Oscillating Loss and constant validation loss

Nikhil_Pinnaparaju · October 24, 2019, 6:52am

My training loss keeps going slightly up and down around the same value using MSELoss(). On top of that my validation loss stays the exact same down to the 8th decimal point.

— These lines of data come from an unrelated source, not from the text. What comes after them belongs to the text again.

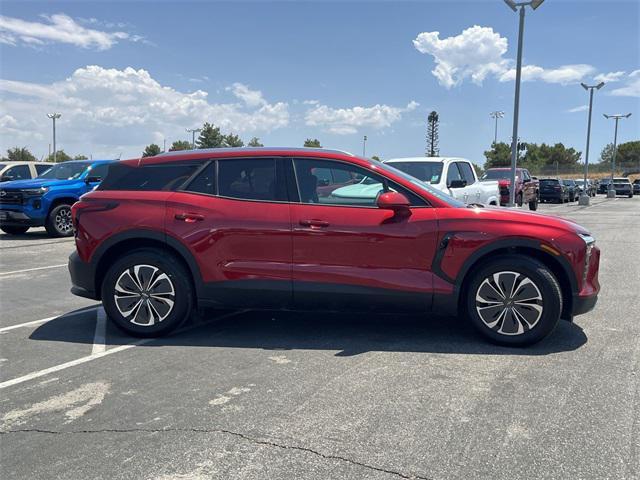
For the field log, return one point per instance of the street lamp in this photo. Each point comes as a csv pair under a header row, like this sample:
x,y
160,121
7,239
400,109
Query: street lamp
x,y
534,4
611,192
193,131
496,115
584,198
53,116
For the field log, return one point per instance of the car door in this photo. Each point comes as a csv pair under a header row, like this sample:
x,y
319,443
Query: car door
x,y
234,218
350,254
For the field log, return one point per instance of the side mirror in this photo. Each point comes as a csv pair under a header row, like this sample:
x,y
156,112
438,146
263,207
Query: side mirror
x,y
394,201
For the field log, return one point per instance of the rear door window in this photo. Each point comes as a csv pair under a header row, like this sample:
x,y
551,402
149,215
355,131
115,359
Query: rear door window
x,y
251,179
161,177
467,173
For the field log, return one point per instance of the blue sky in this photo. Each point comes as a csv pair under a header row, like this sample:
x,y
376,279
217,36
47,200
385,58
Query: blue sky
x,y
125,74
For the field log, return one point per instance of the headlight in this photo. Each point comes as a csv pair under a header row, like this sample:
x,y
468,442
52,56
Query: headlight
x,y
590,242
35,191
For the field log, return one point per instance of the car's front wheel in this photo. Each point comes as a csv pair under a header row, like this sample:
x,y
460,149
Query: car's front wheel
x,y
58,223
514,300
14,230
147,293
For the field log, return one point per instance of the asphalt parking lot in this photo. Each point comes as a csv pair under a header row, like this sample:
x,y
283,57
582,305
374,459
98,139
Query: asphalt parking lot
x,y
285,395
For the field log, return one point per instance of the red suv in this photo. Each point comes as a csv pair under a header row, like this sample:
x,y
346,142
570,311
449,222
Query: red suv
x,y
255,228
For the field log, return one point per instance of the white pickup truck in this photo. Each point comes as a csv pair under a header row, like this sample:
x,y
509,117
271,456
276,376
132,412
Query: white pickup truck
x,y
455,176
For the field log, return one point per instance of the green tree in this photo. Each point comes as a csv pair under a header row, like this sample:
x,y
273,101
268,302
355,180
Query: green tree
x,y
315,143
498,156
210,137
151,150
18,154
180,145
255,142
232,140
60,157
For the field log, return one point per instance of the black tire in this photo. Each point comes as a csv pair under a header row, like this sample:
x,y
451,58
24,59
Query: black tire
x,y
145,320
546,288
14,230
58,223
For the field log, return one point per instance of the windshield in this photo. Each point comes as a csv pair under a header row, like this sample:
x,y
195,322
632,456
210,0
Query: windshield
x,y
422,186
65,171
498,175
425,171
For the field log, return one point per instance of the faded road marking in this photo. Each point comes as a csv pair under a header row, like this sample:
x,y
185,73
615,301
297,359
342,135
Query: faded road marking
x,y
77,402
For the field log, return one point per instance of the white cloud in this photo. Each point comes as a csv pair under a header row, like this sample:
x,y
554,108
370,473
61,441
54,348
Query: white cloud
x,y
609,77
564,75
478,52
58,28
475,53
343,121
253,98
581,108
631,87
109,109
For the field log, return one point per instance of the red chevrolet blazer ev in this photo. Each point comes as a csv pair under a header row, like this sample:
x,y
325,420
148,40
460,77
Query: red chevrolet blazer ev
x,y
278,228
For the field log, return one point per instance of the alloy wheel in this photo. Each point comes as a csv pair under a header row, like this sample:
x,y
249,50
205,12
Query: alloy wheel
x,y
509,303
144,295
63,222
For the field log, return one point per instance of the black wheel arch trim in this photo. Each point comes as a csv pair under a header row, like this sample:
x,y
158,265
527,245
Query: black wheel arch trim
x,y
148,234
512,242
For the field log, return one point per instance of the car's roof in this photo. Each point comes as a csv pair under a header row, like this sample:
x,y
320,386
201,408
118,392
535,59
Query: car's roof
x,y
423,159
203,153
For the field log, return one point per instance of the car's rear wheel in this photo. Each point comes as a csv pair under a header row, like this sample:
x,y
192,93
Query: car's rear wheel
x,y
147,293
58,223
14,230
514,300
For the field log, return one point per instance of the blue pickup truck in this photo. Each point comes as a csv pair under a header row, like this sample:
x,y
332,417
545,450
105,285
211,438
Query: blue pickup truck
x,y
46,200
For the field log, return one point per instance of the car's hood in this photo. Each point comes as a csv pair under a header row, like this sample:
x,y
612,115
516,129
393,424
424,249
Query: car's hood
x,y
359,190
527,217
36,183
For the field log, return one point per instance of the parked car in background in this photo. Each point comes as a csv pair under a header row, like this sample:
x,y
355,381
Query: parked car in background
x,y
249,227
455,176
553,190
590,190
22,170
603,185
46,200
571,189
622,186
526,190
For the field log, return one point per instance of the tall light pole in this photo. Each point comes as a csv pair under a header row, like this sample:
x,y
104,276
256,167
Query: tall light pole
x,y
516,104
584,198
611,192
496,115
193,131
53,116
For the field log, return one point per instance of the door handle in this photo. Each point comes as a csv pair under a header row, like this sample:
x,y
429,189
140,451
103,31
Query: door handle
x,y
189,217
314,223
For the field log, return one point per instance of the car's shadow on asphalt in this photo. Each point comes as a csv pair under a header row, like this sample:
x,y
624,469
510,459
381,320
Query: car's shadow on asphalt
x,y
347,335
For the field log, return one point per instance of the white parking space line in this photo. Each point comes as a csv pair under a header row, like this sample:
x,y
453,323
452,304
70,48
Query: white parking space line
x,y
100,336
95,356
45,320
33,269
72,363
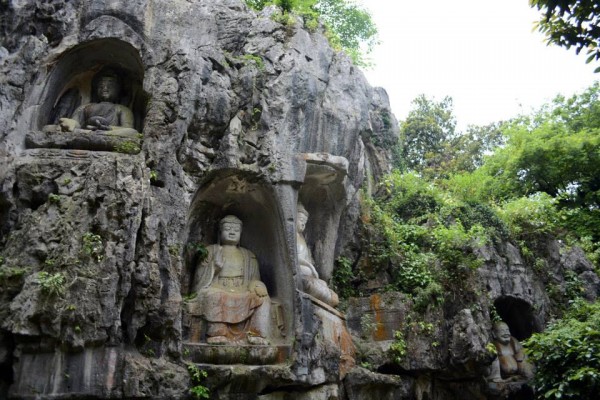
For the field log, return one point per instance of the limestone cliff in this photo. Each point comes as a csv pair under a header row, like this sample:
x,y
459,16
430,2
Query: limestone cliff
x,y
234,113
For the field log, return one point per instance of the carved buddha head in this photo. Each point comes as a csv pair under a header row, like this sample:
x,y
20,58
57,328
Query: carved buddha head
x,y
501,333
108,87
230,228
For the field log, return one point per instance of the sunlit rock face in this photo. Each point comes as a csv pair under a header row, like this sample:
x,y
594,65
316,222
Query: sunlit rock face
x,y
110,194
107,228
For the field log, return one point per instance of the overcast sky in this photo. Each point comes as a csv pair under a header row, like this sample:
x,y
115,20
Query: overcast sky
x,y
485,54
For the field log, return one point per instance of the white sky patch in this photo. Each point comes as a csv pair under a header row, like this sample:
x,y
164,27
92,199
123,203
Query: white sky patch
x,y
485,54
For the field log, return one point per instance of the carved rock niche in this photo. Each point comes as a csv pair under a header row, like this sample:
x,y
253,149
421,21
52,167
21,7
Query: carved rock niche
x,y
256,204
72,89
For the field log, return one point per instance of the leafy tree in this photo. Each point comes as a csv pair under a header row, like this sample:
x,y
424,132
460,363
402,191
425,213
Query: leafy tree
x,y
352,27
571,23
429,125
567,354
349,27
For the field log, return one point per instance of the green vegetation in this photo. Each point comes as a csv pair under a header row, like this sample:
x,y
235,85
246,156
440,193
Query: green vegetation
x,y
398,348
127,147
51,284
197,375
571,23
348,27
567,354
526,181
10,274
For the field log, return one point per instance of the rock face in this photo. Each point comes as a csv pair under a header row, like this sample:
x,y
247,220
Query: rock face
x,y
101,234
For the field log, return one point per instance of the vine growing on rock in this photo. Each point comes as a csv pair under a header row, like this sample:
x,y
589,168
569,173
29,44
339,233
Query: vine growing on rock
x,y
567,354
348,27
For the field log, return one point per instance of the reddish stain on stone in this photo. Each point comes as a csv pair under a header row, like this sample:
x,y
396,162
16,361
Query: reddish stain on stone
x,y
380,331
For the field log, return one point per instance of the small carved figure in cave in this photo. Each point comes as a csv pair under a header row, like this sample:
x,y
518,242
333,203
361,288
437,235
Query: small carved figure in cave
x,y
511,363
231,298
310,278
106,115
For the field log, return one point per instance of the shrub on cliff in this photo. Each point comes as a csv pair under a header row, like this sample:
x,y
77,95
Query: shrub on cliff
x,y
567,354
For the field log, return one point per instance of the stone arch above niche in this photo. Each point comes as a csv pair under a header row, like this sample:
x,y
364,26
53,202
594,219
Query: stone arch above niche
x,y
75,71
258,205
71,88
324,194
518,315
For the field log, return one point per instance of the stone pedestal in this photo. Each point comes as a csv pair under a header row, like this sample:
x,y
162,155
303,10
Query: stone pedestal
x,y
124,141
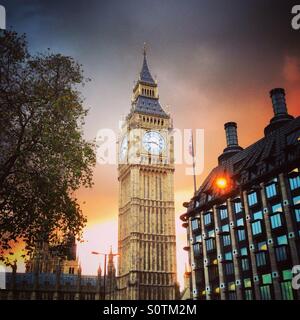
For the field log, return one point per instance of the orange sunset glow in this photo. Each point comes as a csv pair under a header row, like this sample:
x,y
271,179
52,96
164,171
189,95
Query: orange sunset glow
x,y
210,69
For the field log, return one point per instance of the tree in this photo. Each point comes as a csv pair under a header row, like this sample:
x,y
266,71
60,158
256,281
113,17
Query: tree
x,y
44,158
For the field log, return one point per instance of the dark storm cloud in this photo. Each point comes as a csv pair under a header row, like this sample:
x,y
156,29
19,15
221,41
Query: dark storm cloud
x,y
218,45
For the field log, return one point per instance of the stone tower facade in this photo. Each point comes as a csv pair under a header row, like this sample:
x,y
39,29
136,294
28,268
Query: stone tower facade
x,y
147,261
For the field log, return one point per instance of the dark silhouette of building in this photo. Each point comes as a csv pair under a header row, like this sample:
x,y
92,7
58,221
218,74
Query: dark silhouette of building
x,y
49,277
243,224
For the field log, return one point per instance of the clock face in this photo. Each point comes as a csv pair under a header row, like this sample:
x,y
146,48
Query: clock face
x,y
124,148
153,142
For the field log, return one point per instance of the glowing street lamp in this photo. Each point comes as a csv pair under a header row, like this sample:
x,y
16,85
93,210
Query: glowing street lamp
x,y
222,183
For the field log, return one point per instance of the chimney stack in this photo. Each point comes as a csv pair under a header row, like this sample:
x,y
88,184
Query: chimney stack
x,y
278,100
281,115
231,140
231,134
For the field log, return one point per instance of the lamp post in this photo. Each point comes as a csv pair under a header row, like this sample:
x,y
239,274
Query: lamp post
x,y
104,276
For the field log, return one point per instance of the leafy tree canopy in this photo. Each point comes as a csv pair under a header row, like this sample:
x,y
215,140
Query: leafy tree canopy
x,y
44,158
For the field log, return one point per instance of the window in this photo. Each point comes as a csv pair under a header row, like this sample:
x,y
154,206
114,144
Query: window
x,y
262,246
261,259
267,278
247,283
277,208
195,224
240,222
252,198
223,213
281,254
295,183
265,292
197,249
228,256
226,240
207,218
257,215
296,200
282,240
287,274
241,235
275,221
198,238
211,233
248,294
244,251
286,290
229,268
232,295
297,213
245,264
256,228
237,207
271,190
225,228
209,244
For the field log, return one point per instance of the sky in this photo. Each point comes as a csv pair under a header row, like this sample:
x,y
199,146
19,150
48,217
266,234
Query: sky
x,y
215,61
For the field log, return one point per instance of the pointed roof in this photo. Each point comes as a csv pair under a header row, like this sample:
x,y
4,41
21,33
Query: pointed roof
x,y
145,74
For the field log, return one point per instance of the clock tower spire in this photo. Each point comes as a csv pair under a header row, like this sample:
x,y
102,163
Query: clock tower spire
x,y
147,247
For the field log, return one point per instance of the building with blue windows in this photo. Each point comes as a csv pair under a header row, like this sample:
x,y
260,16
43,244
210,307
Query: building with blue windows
x,y
243,234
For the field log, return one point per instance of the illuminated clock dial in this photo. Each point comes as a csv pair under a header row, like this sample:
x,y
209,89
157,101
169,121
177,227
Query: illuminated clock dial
x,y
153,142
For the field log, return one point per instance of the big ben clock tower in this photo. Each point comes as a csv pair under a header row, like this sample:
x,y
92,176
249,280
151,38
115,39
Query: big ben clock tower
x,y
147,261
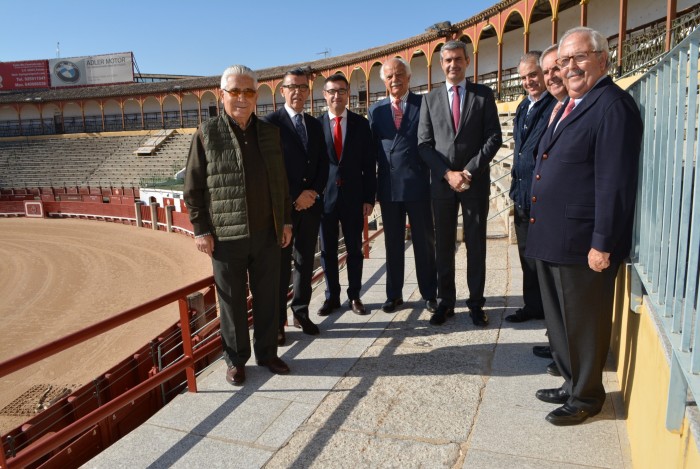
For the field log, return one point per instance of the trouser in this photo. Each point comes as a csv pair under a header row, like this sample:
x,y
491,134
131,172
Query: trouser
x,y
255,259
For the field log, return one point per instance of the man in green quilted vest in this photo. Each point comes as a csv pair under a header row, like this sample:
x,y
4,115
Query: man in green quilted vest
x,y
238,200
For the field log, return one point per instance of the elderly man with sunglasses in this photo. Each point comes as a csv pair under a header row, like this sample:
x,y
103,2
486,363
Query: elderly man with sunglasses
x,y
238,199
581,219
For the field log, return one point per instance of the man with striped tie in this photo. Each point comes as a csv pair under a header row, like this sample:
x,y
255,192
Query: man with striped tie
x,y
403,185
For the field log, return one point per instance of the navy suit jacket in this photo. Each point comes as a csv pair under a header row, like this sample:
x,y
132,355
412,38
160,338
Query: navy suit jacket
x,y
528,129
585,182
352,181
471,147
306,169
401,174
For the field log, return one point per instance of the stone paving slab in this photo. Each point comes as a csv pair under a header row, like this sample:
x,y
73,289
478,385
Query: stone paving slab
x,y
387,390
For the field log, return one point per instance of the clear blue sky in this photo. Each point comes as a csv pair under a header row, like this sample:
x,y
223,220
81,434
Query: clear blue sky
x,y
204,37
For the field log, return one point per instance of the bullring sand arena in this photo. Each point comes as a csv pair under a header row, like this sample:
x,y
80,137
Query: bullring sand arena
x,y
60,276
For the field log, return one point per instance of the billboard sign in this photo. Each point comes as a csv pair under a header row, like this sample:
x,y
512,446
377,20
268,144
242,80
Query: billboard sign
x,y
24,75
92,70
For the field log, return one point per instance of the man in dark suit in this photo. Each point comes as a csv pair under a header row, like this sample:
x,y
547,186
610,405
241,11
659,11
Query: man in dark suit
x,y
306,162
350,192
458,136
531,120
403,186
581,218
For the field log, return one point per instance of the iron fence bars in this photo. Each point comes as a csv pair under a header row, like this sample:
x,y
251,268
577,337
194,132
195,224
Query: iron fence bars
x,y
666,251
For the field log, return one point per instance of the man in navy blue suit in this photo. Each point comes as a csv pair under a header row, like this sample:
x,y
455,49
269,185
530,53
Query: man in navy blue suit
x,y
531,120
403,185
581,219
306,162
350,192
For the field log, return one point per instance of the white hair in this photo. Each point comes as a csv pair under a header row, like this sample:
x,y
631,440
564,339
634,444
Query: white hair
x,y
238,70
398,59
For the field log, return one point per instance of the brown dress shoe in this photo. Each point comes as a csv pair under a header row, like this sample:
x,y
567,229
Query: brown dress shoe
x,y
328,306
235,375
275,365
358,307
307,326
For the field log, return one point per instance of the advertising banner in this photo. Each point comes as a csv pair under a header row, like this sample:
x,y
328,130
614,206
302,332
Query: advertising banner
x,y
24,75
92,70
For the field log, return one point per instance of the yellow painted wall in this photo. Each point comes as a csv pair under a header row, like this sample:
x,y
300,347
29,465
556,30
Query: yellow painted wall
x,y
643,373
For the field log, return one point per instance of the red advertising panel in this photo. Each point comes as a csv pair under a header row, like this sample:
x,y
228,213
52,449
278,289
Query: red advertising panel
x,y
24,75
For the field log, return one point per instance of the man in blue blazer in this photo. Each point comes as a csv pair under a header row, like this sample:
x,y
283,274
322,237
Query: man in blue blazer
x,y
306,162
403,185
458,135
531,120
581,219
350,192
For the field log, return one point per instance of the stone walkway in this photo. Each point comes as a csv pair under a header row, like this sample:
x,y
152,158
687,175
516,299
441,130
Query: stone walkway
x,y
387,390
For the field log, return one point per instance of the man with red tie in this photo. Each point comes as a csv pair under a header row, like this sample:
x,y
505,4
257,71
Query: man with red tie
x,y
581,219
349,195
458,135
403,188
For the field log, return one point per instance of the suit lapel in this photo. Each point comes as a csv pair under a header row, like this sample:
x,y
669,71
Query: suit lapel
x,y
579,110
328,132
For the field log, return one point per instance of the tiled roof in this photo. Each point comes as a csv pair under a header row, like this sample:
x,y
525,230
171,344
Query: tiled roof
x,y
139,89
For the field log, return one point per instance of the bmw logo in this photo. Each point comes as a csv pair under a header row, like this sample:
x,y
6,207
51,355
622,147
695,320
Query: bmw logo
x,y
67,71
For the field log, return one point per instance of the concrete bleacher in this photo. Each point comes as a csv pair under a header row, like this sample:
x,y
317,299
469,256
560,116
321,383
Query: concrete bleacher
x,y
94,160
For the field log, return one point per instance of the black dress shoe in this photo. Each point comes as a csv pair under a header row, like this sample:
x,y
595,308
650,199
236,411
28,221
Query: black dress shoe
x,y
390,305
542,351
569,415
443,312
479,317
357,307
235,375
553,396
521,316
553,369
307,326
275,365
328,306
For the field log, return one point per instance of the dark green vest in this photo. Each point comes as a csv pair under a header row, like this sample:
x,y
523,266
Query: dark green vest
x,y
226,178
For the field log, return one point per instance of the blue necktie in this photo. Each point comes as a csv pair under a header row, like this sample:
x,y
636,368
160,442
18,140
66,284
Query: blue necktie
x,y
299,126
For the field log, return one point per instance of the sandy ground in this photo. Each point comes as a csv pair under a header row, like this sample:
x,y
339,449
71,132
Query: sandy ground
x,y
59,276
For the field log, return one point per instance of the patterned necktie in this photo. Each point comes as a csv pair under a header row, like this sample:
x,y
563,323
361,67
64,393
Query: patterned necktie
x,y
554,112
455,107
398,112
299,126
567,110
338,138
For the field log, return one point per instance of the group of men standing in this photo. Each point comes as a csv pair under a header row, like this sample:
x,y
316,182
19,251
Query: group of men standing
x,y
259,191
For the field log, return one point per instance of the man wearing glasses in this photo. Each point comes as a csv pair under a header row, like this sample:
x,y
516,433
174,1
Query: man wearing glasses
x,y
581,218
350,192
458,135
238,200
306,162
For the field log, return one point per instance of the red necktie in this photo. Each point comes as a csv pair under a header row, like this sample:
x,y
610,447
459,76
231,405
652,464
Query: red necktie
x,y
338,138
398,113
455,107
554,112
567,110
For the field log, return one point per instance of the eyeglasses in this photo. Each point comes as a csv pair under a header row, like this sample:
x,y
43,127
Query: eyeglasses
x,y
578,58
236,92
296,87
339,91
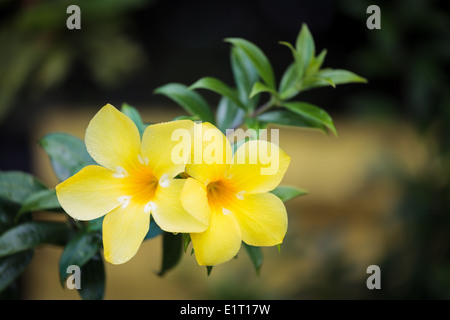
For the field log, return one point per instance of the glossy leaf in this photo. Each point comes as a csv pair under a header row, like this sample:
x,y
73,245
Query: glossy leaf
x,y
8,211
172,250
245,75
16,186
133,114
261,87
311,112
289,84
93,279
29,235
339,76
13,266
286,193
331,77
189,100
256,257
219,87
68,154
80,249
228,115
316,63
258,59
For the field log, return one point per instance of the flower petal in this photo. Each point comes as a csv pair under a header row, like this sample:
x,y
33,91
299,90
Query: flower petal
x,y
90,193
163,151
262,219
220,242
112,139
258,166
194,200
124,229
211,153
168,212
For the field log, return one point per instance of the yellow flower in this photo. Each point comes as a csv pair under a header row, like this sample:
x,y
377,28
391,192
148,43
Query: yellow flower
x,y
133,180
233,191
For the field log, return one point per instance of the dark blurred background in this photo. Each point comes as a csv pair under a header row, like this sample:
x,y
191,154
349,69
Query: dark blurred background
x,y
126,49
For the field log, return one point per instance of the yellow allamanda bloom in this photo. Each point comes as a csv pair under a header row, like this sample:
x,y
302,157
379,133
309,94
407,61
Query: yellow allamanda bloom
x,y
233,192
134,179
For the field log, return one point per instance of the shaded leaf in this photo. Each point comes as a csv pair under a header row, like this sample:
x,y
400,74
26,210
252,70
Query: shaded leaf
x,y
261,87
80,249
305,46
331,77
219,87
258,59
299,63
289,84
312,112
12,266
8,211
245,75
189,100
41,200
29,235
68,154
316,63
339,76
256,256
16,186
93,279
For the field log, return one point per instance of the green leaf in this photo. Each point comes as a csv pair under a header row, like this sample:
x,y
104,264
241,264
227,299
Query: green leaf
x,y
298,61
219,87
289,118
305,46
258,59
339,76
93,279
245,75
286,193
172,250
311,112
16,186
228,115
256,256
289,84
12,266
316,63
8,211
331,77
32,234
80,249
261,87
67,153
133,114
41,200
190,100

Did I mess something up because I don’t think my model is training?

class LSTMSentenceEncoder(nn.Module):
    def __init__(self,input_size,hidden_size,num_layers,vectors,word2idx):
        super(LSTMSentenceEncoder,self).__init__()
        self.embedding = nn.Embedding.from_pretrained(vectors,freeze=False,padding_idx=word2idx['_PAD'])
        
        self.lstm = nn.LSTM(input_size,hidden_size,num_layers,batch_first=True)
        
        self.hidden_size = hidden_size
        self.num_layers = num_layers
        self.word2idx = word2idx
        self.input_size = input_size
        
    def forward(self,x):
        if torch.cuda.is_available():
            h0 = Variable(torch.randn(self.num_layers,x.size(0),self.hidden_size),requires_grad=True).cuda()
            c0 = Variable(torch.randn(self.num_layers,x.size(0),self.hidden_size),requires_grad=True).cuda()
            
            embs = self.embedding(x)
            embs = embs.view(x.size(0),-1,self.input_size).requires_grad_().cuda()
            
        else:
            h0 = Variable(torch.randn(self.num_layers,x.size(0),self.hidden_size),requires_grad=True)
            c0 = Variable(torch.randn(self.num_layers,x.size(0),self.hidden_size),requires_grad=True)
        
            embs = self.embedding(x)
            embs = embs.view(x.size(0),-1,self.input_size)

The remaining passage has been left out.